Closed ChrisHeitkamp closed 8 years ago
Same issue here. Using Ubuntu 15.10, no SCOM management groups connected.
omsagent 3200 0.0 0.1 355952 10560 ? Sl 22:44 0:01 /opt/omi/bin/omiagent 10 13 --destdir / --providerdir /opt/omi/lib --idletimeout 90 --loglevel WARNING
omsagent 3428 0.0 0.0 0 0 ? Z 22:48 0:00 [python]
Re-installed OMS agent without success. 5min after installation, first zombie processes show up. Is this related to the killing of omsagent every 5min?
Feb 22 22:48:50 donald systemd[1]: omsagent.service: Main process exited, code=killed, status=9/KILL Feb 22 22:53:52 donald systemd[1]: omsagent.service: Main process exited, code=killed, status=9/KILL Feb 22 22:58:55 donald systemd[1]: omsagent.service: Main process exited, code=killed, status=9/KILL Feb 22 23:03:57 donald systemd[1]: omsagent.service: Main process exited, code=killed, status=9/KILL Feb 22 23:08:59 donald systemd[1]: omsagent.service: Main process exited, code=killed, status=9/KILL Feb 22 23:14:02 donald systemd[1]: omsagent.service: Main process exited, code=killed, status=9/KILL Feb 22 23:19:04 donald systemd[1]: omsagent.service: Main process exited, code=killed, status=9/KILL
Seems as if the zombie processes result from client.sh script
omsagent 4443 0.0 0.0 0 0 ? Z 23:03 0:00 [python]
any update on this?
We're testing a new kit to resolve this problem. We'll loop back when we know we have the problem fixed and have something to post.
Thanks for your patience.
Hi @sjohner,
we have verified the resolution of this issue with a private build. This fix is included in the next release, and we are happy to distribute a private to you if needed.
Since this issue is resolved, I'm going to go ahead and close it.
@sjohner: If you need a private, let Anurag know.
Great, thanks you guys!
@agup006 can you make any comment about the timeline of the next release?
Problem not resolved yet.

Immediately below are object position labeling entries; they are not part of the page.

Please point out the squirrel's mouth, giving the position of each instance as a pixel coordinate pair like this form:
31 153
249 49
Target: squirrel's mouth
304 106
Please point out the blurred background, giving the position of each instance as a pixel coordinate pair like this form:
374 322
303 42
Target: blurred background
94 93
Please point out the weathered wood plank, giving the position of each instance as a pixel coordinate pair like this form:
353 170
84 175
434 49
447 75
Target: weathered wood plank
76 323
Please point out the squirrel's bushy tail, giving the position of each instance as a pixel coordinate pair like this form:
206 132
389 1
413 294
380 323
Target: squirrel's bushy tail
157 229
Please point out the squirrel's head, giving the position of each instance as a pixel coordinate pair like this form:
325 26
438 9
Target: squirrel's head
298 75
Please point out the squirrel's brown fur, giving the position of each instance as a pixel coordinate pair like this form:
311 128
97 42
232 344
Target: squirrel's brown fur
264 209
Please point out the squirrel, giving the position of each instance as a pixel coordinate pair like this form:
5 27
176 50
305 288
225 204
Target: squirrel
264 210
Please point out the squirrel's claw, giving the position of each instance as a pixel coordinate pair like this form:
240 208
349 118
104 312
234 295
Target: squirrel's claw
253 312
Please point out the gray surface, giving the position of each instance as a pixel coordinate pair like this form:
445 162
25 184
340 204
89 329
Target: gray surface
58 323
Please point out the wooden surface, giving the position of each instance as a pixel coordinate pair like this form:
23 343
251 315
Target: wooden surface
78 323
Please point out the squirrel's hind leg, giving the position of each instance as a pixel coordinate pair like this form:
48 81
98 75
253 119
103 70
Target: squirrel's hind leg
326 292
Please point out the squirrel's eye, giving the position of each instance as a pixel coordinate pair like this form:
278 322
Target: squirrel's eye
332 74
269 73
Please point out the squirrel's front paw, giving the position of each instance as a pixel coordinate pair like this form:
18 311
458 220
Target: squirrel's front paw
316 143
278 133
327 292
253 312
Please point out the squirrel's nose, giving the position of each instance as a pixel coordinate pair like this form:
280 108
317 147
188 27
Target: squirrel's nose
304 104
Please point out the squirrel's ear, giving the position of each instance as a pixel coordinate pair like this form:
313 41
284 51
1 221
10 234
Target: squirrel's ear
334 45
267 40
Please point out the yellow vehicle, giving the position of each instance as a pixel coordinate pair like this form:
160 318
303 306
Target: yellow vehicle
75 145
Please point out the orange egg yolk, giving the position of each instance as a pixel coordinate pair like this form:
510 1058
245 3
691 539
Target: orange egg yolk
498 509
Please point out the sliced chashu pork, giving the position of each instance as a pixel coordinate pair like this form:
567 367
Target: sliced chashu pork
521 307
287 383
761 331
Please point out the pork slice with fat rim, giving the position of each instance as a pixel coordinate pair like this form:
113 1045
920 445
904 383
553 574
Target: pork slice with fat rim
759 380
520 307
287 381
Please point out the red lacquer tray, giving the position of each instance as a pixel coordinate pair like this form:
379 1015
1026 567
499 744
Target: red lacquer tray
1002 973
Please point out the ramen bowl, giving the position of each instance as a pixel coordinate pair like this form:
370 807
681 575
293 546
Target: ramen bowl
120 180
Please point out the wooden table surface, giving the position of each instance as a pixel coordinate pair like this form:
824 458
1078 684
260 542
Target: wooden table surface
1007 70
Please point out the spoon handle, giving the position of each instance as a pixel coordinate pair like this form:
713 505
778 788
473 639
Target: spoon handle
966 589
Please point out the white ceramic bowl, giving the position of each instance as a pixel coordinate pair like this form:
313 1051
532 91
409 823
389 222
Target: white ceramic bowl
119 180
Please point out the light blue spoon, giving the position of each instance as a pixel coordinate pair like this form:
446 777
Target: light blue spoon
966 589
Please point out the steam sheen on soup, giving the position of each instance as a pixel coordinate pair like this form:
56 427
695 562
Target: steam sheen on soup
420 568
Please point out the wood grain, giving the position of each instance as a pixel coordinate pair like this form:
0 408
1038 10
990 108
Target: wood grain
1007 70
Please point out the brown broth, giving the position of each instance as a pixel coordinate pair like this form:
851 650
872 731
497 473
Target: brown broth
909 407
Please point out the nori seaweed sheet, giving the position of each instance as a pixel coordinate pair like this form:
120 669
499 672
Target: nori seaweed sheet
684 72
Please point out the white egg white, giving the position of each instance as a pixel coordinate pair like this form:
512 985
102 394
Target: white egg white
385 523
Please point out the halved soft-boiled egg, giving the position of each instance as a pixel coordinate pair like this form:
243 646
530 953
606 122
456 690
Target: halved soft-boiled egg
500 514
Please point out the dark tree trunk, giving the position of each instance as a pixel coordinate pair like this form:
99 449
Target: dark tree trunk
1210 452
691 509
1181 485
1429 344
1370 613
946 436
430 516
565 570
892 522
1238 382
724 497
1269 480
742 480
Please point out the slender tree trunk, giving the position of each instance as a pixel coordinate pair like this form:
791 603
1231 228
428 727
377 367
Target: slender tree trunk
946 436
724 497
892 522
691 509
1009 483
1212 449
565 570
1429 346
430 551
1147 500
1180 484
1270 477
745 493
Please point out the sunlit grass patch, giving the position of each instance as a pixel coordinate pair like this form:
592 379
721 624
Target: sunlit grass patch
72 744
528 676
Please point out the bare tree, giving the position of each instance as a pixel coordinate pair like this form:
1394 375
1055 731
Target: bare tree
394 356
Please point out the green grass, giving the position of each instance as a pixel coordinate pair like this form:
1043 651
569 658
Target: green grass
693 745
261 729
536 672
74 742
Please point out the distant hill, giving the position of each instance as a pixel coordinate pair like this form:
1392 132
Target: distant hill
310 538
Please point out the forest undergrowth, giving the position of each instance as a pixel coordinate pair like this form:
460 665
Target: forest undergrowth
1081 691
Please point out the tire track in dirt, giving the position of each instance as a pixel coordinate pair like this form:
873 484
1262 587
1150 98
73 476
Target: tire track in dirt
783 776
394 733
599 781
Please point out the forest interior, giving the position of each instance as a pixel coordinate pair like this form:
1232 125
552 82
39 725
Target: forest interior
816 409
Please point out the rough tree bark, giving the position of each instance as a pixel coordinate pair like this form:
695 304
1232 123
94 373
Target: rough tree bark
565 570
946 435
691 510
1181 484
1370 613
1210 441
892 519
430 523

I have installed python 2.7.15 (most updated) and OMSAgent-1.4.1. Still zombie process against omsagent stick with in memory (RHEL7.4)
I saw the same today. I put a /etc/cron.daily in place to restart it nightly and kill all processes. Stopping omsagent service does not clean up all processes. My cron script looks like this:
#!/bin/bash
systemctl stop 'omsagent*'
pkill -u omsagent
systemctl start 'omsagent*'
I have ansible in environment, normally I executes ad-hoc command 'kill $(ps -eo stat,ppid|grep -w Z|awk '{print $2}'|tr "\n" " ")' to clean up all dead processes if any. My concern is to mitigate this issue from root cause as I already updated newer version on the OMSAgent and associated dependencies.
Symptom: Every 5 minutes two new python processes are added to the process list which are not terminated. Same parend PID.
omsagent 22076 21695 0 14:32 ? 00:00:00 [python]
....
omsagent 31358 21695 0 16:02 ? 00:00:00 [python]
omsagent 31360 21695 0 16:02 ? 00:00:00 [python]
omsagent 31862 21695 0 16:08 ? 00:00:00 [python]
omsagent 31864 21695 0 16:08 ? 00:00:00 [python]
omsagent 32401 21695 0 16:13 ? 00:00:00 [python]
omsagent 32403 21695 0 16:13 ? 00:00:00 [python]
...
[root@srv21 yum.repos.d]# ps -ef |grep omsagent | wc -l
69
[root@srv21 yum.repos.d]#
Same parent PID: omsagent 21695 21663 0 14:28 ? 00:00:05 /opt/omi/bin/omiagent 11 14 --destdir / --providerdir /opt/omi/lib --idletimeout 90 --loglevel WARNING
I think issue occured after omsagent multi-homing with SCOM 2012 R2 was enabled. Restarting the omsagent does not remediate this. The omiserver was not yet restarted.
Error in /var/opt/omi/log/omiserver.log: 2016/02/22 17:33:35 [21663,21663] WARNING: null(0): EventId=30131 Priority=WARNING wsman: authentication failed for user [opsuser] in the same intervals.
Even if this is related I would assume it is not desirable to fill up the process list.